Controlling the exact number of episodes performed in a VectorEnv during a custom evaluation

I am trying to perform a custom evaluation with a VectorEnv following the code given here:

My vector env has num_envs sub cloned envs and my evaluation set is composed of X initial states of the environement. For instance, in the first episode a robot should grasp a red cube, in the second one a green cube, etc.

Let’s imagine that I have only have 1 rollout worker, num_envs=4 and X=20, so each envs should performe 20/4=5 evaluation episodes.

What would be the solution for performing exactly one episode on each sub env of a VectorEnv at once during a custom evaluation ?

w.sample.remote() works well for a classic gym environment, even if there are several rollout workers.

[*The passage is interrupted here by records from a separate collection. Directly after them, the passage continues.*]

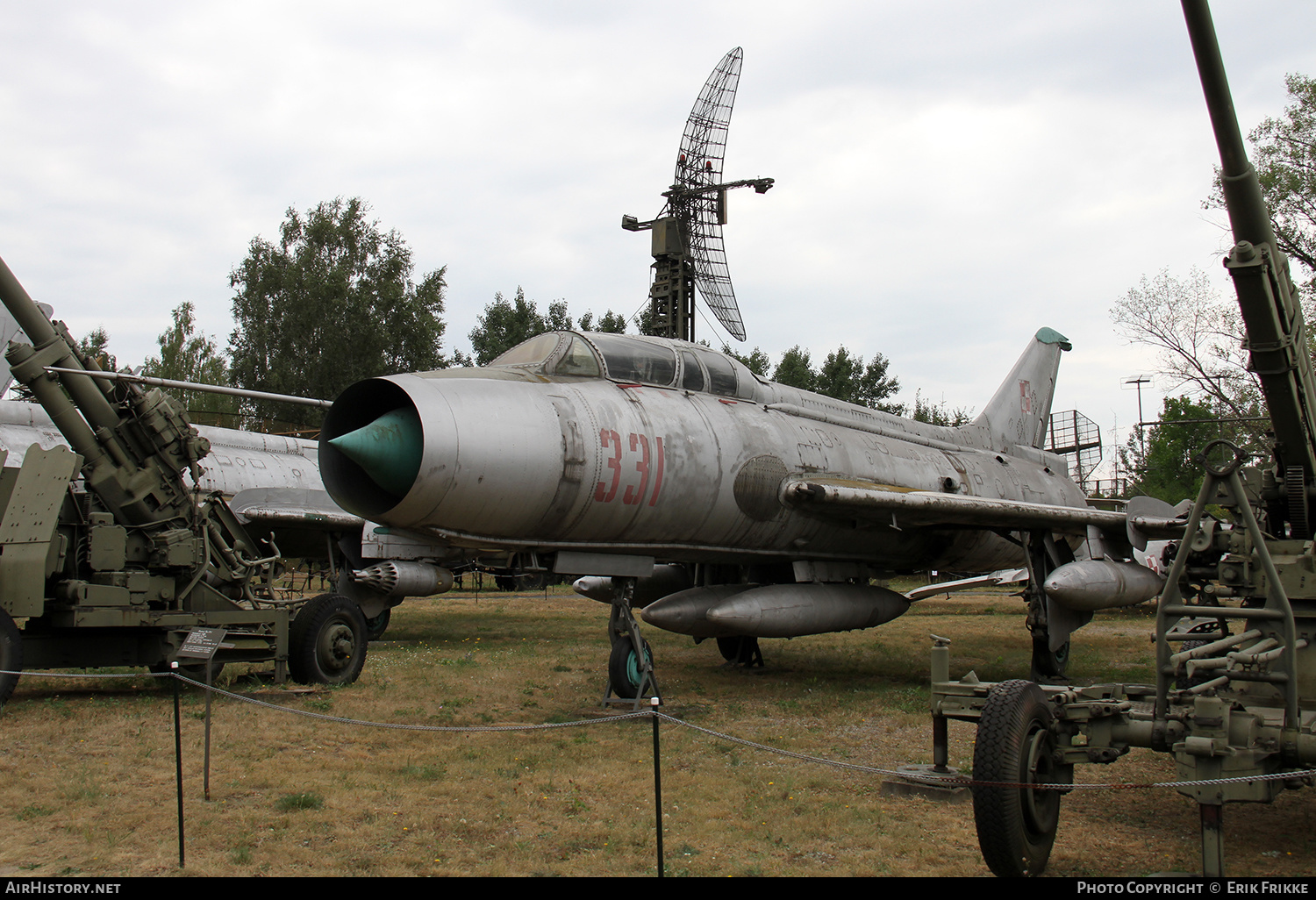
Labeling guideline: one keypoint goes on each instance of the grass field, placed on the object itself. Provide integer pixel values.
(87, 768)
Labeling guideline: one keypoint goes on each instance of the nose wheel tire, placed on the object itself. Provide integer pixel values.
(11, 655)
(326, 641)
(624, 668)
(1015, 745)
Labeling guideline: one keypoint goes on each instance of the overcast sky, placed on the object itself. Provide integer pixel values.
(950, 175)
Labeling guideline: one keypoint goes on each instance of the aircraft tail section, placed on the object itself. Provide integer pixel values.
(1021, 408)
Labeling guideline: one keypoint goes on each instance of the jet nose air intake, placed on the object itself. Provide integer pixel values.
(389, 449)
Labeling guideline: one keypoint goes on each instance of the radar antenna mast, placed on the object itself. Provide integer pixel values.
(687, 234)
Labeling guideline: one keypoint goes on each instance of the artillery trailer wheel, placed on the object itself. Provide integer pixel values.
(1048, 663)
(379, 624)
(624, 668)
(1016, 825)
(11, 655)
(326, 642)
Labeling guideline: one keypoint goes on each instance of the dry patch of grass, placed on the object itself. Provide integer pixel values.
(87, 774)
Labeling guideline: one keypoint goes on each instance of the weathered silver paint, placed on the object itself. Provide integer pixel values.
(520, 460)
(795, 610)
(1091, 584)
(239, 460)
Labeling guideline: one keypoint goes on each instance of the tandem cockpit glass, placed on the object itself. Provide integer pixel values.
(632, 360)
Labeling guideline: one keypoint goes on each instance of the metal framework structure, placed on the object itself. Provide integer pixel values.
(687, 234)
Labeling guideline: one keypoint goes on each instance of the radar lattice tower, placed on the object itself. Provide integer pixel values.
(687, 234)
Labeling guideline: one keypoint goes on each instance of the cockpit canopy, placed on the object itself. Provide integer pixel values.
(633, 360)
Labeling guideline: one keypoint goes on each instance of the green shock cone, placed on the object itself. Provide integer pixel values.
(389, 449)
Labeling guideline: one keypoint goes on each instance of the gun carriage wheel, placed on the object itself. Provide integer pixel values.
(326, 641)
(11, 655)
(1015, 745)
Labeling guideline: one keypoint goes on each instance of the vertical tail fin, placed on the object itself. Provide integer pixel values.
(1021, 407)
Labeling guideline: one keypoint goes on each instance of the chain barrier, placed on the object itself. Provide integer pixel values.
(721, 736)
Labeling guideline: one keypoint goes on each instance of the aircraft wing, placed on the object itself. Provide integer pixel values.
(847, 499)
(303, 508)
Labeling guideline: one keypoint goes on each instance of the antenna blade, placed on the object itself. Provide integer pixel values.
(704, 142)
(712, 278)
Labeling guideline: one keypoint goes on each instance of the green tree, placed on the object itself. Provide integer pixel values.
(504, 324)
(847, 378)
(1198, 337)
(190, 357)
(611, 321)
(329, 304)
(936, 413)
(797, 370)
(1168, 468)
(507, 323)
(755, 362)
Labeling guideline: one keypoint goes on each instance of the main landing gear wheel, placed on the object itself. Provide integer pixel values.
(1049, 663)
(1016, 825)
(741, 650)
(11, 655)
(326, 642)
(624, 668)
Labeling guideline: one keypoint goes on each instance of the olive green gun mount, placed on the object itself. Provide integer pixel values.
(110, 558)
(1234, 699)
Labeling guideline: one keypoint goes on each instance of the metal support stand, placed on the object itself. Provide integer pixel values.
(1212, 839)
(178, 760)
(624, 628)
(657, 784)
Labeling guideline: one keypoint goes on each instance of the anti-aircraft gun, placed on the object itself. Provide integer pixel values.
(1234, 699)
(110, 558)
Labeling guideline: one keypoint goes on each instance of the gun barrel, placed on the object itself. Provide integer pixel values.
(1248, 213)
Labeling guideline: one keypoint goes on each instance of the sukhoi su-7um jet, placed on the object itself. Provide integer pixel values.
(726, 505)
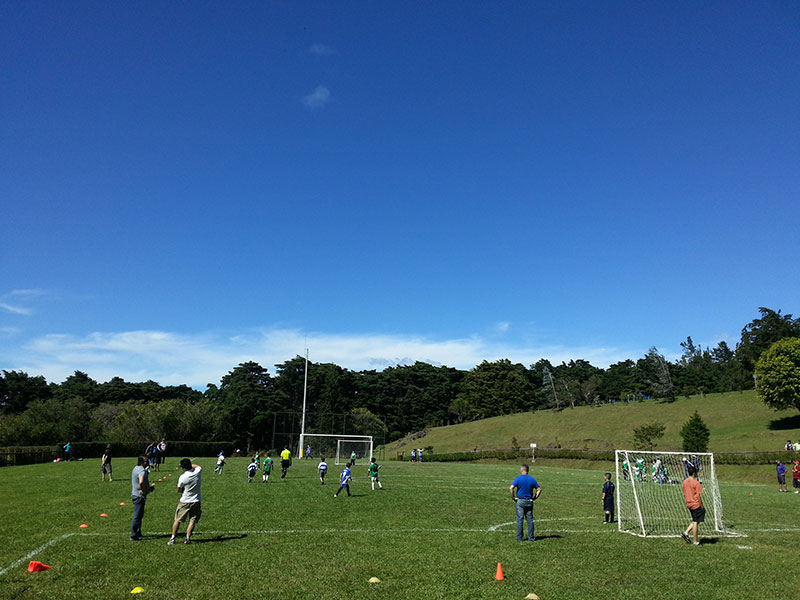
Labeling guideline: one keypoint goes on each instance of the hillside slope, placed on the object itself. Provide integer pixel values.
(738, 422)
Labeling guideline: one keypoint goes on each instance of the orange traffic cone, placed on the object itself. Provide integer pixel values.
(35, 565)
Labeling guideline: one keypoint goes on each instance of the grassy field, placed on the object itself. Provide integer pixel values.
(738, 422)
(435, 531)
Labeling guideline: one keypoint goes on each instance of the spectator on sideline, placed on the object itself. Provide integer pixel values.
(781, 470)
(523, 495)
(105, 464)
(796, 477)
(691, 493)
(189, 504)
(286, 461)
(140, 488)
(162, 452)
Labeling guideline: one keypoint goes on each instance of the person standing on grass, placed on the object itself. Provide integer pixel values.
(267, 468)
(251, 470)
(105, 464)
(608, 499)
(781, 470)
(189, 504)
(140, 488)
(691, 493)
(522, 493)
(286, 461)
(373, 469)
(344, 480)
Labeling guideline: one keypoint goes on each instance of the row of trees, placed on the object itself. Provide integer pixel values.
(252, 407)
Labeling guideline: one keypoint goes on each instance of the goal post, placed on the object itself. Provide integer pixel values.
(339, 446)
(650, 500)
(358, 445)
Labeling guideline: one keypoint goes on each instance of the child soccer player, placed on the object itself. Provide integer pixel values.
(344, 481)
(373, 469)
(267, 468)
(608, 499)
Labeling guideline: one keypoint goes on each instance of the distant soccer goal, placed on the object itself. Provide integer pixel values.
(650, 498)
(354, 446)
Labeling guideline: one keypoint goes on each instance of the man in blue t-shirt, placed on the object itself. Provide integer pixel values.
(522, 492)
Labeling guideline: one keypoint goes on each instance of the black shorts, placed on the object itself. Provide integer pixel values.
(698, 514)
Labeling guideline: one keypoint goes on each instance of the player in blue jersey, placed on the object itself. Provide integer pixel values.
(344, 481)
(608, 499)
(522, 492)
(251, 470)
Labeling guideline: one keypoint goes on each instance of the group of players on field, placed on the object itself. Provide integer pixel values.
(345, 476)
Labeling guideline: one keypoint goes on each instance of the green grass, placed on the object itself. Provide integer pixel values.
(426, 535)
(738, 422)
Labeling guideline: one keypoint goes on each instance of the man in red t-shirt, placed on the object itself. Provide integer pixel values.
(691, 493)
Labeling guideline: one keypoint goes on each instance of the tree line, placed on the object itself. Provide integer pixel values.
(254, 408)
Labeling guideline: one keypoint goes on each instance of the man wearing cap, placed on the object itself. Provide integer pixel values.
(189, 504)
(522, 493)
(140, 488)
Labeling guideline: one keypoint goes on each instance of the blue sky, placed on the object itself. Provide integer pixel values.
(186, 186)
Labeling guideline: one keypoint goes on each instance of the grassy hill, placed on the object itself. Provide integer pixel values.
(738, 422)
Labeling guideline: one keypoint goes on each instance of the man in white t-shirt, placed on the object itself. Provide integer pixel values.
(189, 504)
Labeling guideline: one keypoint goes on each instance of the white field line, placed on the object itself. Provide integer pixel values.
(41, 548)
(380, 531)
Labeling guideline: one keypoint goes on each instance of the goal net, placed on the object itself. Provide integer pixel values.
(650, 498)
(358, 447)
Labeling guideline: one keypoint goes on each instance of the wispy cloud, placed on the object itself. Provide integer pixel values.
(198, 359)
(319, 98)
(16, 310)
(320, 50)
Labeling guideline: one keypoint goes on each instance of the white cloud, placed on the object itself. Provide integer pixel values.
(16, 310)
(319, 98)
(198, 359)
(320, 50)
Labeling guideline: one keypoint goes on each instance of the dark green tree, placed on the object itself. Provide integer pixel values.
(760, 334)
(778, 375)
(647, 435)
(695, 434)
(18, 389)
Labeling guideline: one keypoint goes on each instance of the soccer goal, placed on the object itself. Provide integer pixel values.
(358, 445)
(650, 498)
(339, 446)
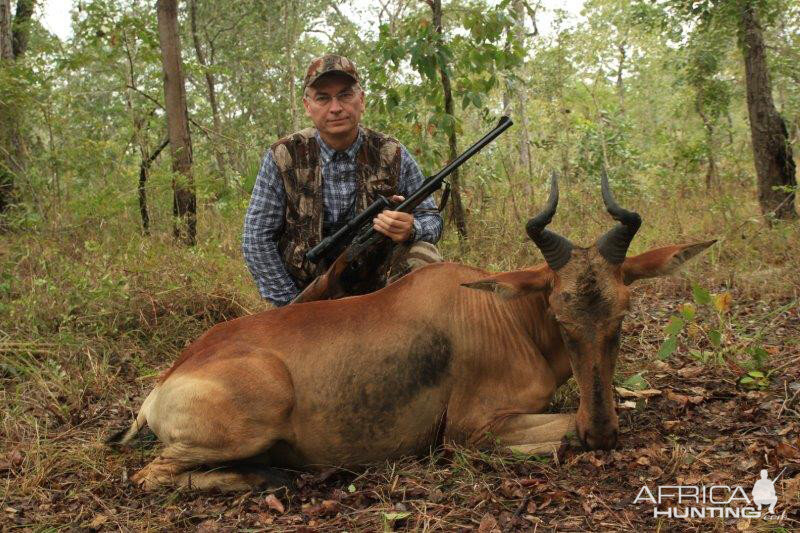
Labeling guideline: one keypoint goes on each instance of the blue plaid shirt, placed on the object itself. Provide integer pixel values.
(264, 221)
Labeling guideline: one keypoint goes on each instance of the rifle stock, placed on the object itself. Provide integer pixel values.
(353, 271)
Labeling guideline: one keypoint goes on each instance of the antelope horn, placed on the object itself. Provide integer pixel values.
(614, 244)
(556, 249)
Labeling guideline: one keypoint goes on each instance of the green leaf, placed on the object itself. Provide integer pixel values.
(701, 295)
(758, 355)
(715, 337)
(635, 382)
(675, 326)
(668, 348)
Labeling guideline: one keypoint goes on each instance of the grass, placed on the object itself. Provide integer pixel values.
(90, 312)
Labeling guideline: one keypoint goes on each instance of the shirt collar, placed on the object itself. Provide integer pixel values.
(326, 153)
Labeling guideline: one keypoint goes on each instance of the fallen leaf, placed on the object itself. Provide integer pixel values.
(646, 393)
(274, 503)
(787, 451)
(488, 524)
(690, 371)
(97, 522)
(680, 399)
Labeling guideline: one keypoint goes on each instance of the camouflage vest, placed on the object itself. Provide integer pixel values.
(297, 159)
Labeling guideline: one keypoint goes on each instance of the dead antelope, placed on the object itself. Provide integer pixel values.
(448, 352)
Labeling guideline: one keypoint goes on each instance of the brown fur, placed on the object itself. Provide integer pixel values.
(369, 378)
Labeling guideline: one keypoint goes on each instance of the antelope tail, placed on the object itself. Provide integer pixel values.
(124, 436)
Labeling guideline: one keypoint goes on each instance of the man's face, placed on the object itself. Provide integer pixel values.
(335, 105)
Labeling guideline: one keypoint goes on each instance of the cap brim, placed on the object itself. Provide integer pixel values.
(333, 71)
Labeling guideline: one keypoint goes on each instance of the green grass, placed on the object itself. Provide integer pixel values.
(91, 312)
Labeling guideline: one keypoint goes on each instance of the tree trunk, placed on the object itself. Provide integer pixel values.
(620, 70)
(21, 29)
(521, 104)
(290, 19)
(212, 93)
(13, 153)
(144, 172)
(772, 153)
(712, 175)
(184, 206)
(456, 205)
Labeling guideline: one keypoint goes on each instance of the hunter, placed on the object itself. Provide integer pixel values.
(313, 181)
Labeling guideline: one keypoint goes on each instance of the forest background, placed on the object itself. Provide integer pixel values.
(693, 107)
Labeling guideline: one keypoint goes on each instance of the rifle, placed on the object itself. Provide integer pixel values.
(352, 272)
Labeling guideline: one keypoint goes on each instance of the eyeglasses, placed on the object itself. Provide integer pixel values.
(344, 97)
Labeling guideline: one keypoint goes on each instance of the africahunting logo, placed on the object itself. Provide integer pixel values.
(715, 501)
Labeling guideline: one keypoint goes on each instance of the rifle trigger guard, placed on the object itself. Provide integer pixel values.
(445, 196)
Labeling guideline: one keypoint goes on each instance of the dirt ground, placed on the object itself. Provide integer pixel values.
(692, 422)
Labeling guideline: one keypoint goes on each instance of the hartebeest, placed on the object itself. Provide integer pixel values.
(429, 357)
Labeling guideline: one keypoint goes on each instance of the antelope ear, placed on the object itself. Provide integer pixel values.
(660, 261)
(513, 284)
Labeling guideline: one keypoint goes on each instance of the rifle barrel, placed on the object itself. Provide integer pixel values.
(434, 182)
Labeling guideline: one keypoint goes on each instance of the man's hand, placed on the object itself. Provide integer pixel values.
(394, 224)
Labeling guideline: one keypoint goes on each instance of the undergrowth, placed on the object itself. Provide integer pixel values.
(91, 311)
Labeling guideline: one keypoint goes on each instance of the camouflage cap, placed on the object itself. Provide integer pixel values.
(330, 63)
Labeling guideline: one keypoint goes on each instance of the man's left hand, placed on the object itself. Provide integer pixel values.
(394, 224)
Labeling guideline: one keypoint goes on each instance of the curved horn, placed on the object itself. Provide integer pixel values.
(556, 249)
(614, 244)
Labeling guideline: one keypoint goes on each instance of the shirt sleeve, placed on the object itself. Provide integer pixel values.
(262, 225)
(427, 221)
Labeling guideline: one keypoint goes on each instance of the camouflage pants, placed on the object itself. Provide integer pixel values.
(407, 258)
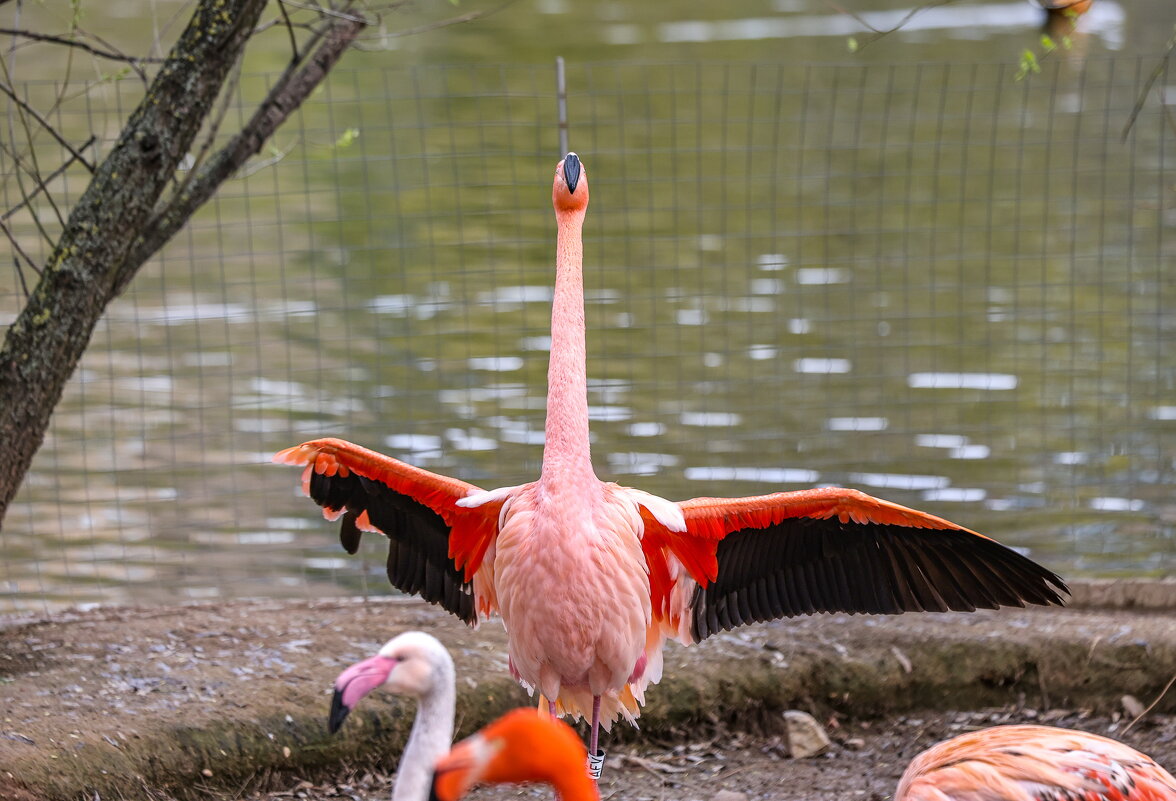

I have deeply investigated the RLLib codebase to understand the implementation behind the sample method of the RolloutWorker but none of the combination of the configs batch_mode and evaluation_duration_unit would result in the desired behavior.

It is possible to have a more fine grained control over the evaluation loop ?

Note: I am trying to use a VectorEnv because an instance of Isaac Sim env is very resource consuming. It is not possible to have more than two envs (one for sampling and one for evaluation) and Isaac Sim is optimized to handle several cloned envs in one main env (see some of their OmniIsaacGymEnvs examples).

1 Like

Hi @loicsacre,

What you want to achieve is a deterministic way too loop through states of the env. I have a couple of solution candidates which I am gonna give a highlevel description for.

  1. You can override the evaluation logic entirely and introduce your own evaluation loop. See this: ray/ at master · ray-project/ray · GitHub

  2. You can use a callback’s on_sub_environment_created() or on_episode_start() (I am not sure exactly which of the top of my head) to set the initial state of your env. A callback can also be stateful which will help you to keep track of the states that have been used in a single process. However if you use more than 1 rolloutworker, you need to use the worker_idx to determine which worker you are on to be able to loop through states that are not visited by other workers.